By Jesus L. Lopez
For the Optic
In the spring of 1969, Tom Donnelly informed the Highlands Board of Regents that he would retire the following year, after his 18th anniversary as university president. Though continuing to maintain his imposing demeanor, it was apparent that Donnelly was tired, and he would later say that the last two years of his presidency were his most difficult.
In sum, “The mounting criticism, the defeat of Sen. Melody, and his failing health probably all figured in Donnelly’s announcement that he would retire in May, 1970,” as noted in “Defining our Destiny,” Maurilio E. Vigil’s 1993 history of Highlands University. What Donnelly faced during his last years as president was remarkably different from the social and political climate that marked his inauguration in 1952 and the years that followed. Times had changed. The civil rights movement of the 1960s had made its way to Las Vegas, local Hispanic leaders were demanding equality and diversity at Highlands, and the university’s student body was asserting its presence and demanding reform.
In “Defining our Destiny,” Vigil keenly describes the “restive” mood encountered by Donnelly in his last years at Highlands: “The university was viewed as an Anglo institution that reflected the subordination if not oppression of minorities. The university administration and faculty were dominated by Anglos and the curriculum similarly reflected Anglo-American values with little regard for the special historical experience or educational problems and needs of ethnic minorities.”
It was this ever-increasing discontent in the Hispanic community that was overtaking Highlands when Donnelly announced his retirement. “Consequently,” Vigil observes in his book, “by the late 1960s there was growing resentment that the ‘fine small university of the Southwest’ still reflected White Anglo-Saxon Protestant middle class values, even though the majority of its students were Hispanics and Native Americans.”

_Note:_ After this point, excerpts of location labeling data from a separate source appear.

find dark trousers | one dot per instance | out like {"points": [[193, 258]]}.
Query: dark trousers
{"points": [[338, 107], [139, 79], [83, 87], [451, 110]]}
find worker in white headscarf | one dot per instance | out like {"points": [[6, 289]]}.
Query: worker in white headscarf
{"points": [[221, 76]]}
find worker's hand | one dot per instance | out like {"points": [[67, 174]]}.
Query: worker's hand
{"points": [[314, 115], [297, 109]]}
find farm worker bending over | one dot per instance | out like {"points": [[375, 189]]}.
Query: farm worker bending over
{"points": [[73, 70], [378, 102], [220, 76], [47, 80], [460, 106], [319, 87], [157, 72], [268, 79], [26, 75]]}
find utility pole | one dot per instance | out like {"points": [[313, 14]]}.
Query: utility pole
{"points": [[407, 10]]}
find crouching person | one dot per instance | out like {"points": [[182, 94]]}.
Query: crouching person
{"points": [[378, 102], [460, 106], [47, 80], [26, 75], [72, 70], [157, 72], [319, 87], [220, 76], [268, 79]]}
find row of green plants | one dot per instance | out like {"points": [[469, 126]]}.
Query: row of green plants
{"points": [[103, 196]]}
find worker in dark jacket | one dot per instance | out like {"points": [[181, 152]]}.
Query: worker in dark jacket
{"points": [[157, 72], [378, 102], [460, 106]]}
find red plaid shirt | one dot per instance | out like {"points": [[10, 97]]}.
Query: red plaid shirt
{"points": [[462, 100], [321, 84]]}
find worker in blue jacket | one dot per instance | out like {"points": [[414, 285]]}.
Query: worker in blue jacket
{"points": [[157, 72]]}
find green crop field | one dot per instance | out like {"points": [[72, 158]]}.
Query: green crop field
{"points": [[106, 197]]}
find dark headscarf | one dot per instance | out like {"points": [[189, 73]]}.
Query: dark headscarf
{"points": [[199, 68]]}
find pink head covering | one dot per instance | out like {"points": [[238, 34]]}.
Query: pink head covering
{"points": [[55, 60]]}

Until the last year of his presidency, the barrage of criticism leveled at Donnelly had come from outside the university, mainly from local leaders Tiny Martinez and Junio Lopez, as recounted in previous columns. This changed in 1969, when Highlands students began to demand change, and among the more activist student groups were the Spanish American Student Organization (S.A.S.O.) and the Organization of Concerned Black Students. (S.A.S.O. would later change its name to C.A.S.O, replacing “Spanish” with “Chicano.”)
By the spring of 1969, S.A.S.O and O.C.B.S. formed a coalition and together wrested control of the student senate from the Greek (mostly Anglo) fraternities. Bernie Price, an African American, was elected student body president, and the student coalition soon asserted itself in university affairs. The new student senate adopted a resolution demanding that Donnelly and the Board of Regents provide scholarships and counseling services for Hispanic, Black and Native American students, institute a minority studies program, and initiate a recruiting effort for Hispanic and other minority faculty.
Donnelly politely replied to the students that he and the regents would consider the proposals, but repeated his usual pronouncement that it was difficult to find qualified minority professors and staff, an excuse that had long been ringing hollow with both Highlands students and the Las Vegas community. (The lack of qualified applicants was the reason always advanced by Donnelly for the absence of Hispanics and other minorities in the university’s administration and faculty.)
It was this growing and unshakable yearning for change that marked the last years of the Donnelly presidency, and it emanated from both inside and outside the university. Yet the school’s trustees remained unfazed, if not deliberately indifferent — and their insensitivity would set in motion a chain of events that would forever change Highlands University.
In an unspoken and iniquitous tradition existing since its earliest days, Highlands had been governed by a Board of Regents consisting of four Anglos and one “token” Hispanic (or no Hispanic at all), and so it was when President Donnelly announced his retirement — and Regents Chairman John D. Robb, as if out of a playbook, personified the very patrician protector whom the Hispanic community had grown to resent.
Born in Minneapolis, Minn. in 1892, Robb was a New York attorney until 1941, when he left the practice of law to become a professor at the University of New Mexico, where he served as Dean of the College of Fine Arts until 1957.
Towering at about six feet three inches, with a shock of white hair and signature mustache, the scholarly Robb, a music composer and musicologist, established the UNM Symphony, and was renowned for having amassed the largest collection of Hispanic folk music in the Southwest.
Joining Robb on the Board of Regents were Stuart Beck, publisher of the Las Vegas Optic, Margaret Driscoll, and Frank Peloso, a prominent Albuquerque businessman who owned the Sunshine and Hiland Theaters on Central Avenue. Joe L. Otero, superintendent of schools in Taos, was the fifth member, and the sole Hispanic regent.
It fell to this board to name President Donnelly’s successor, but except for Otero, the regents would remain oblivious to the cries of the Hispanic community — and Highlands University would soon be overtaken by unparalleled upheaval and unrest.